DataOps Runners are part of the customer's DataOps deployment. We are not directly managing the infrastructure of our client's runner instances and thus have no insight into the host's system health.
To assist our clients, we have created a runner health check script. This script is part of the DataOps Reference Project and allows you to regularly check for potential issues with the runner instance and address them in advance.
Health check overview
This script checks for the following characteristics of the runner instance:
- CPU and memory usage (at the moment of pipeline run)
- Full list of Docker images, containers, and volumes
- Full list of Docker networks
- Description of the Docker System Info (information about the instance, version, state, etc.)
- Available space (unreserved disk space on the system)
- Extended images info
- Extended container info
- Extended volumes info
- Extended network info
The used Docker commands also emit the environment variables and their values. We masked all sensitive information containing values like:
- SSL/TLS certificates
- API keys
When running the job, the log contains the script output. In addition, the same is available as an artifact.
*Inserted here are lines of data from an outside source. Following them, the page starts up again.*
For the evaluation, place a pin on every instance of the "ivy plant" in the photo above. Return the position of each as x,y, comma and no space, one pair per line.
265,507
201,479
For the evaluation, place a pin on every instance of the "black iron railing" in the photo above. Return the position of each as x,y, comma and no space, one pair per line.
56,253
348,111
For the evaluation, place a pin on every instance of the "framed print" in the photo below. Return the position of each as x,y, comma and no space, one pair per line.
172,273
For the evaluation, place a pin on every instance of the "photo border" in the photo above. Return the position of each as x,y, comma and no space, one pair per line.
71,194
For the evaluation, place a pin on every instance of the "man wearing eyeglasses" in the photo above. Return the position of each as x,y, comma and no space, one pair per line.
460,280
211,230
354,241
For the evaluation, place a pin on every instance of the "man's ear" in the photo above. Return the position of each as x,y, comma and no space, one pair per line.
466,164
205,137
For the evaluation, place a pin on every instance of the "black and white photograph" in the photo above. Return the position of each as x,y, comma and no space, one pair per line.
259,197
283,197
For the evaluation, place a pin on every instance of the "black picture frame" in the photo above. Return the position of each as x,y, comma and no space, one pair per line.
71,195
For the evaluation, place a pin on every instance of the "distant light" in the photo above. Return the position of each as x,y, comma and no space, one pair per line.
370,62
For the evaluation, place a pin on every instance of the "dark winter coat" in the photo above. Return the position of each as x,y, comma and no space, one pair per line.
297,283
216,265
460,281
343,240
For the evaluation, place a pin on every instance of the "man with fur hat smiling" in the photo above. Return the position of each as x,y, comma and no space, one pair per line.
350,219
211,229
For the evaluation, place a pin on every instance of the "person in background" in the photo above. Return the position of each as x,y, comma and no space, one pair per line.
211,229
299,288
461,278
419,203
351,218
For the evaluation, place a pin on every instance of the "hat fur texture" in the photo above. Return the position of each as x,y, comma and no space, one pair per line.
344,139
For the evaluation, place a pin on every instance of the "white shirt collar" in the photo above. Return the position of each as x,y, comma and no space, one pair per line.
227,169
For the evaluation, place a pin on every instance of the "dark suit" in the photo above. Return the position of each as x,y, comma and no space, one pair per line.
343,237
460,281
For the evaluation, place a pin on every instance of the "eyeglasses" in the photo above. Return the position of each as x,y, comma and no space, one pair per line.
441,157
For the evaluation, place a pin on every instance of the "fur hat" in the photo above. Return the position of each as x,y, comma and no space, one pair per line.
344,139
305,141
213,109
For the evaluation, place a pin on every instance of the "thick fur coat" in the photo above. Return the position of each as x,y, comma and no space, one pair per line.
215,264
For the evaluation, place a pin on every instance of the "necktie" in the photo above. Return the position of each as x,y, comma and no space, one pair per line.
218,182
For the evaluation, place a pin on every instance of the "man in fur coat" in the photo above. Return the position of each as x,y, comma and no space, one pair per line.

Configuring the runner health check script
Step 1 - Edit the runner configuration
To set this new job, you need to manually edit your
config.toml file (the file configuring the runner). The default file location at the runner instance is
Add the following path to the volumes property:
volumes = ["/var/run/docker.sock:/var/run/docker.sock"]
This action is required for the container to be able to execute docker commands against the Docker Daemon and retrieve information about the host system.
Once you no longer need the health check script, it is advised to remove this volume path. Possible security issues could arise by letting containers have access to the Docker Daemon and run commands against it.
Step 2 - Include the job
Add this path to the
full-ci.yml or the pipeline file that you wish to add the job to:
## health check job
- project: reference-template-projects/dataops-template/dataops-reference
Step 3 - Run the pipeline
Run the pipeline and check the job for output and artifact.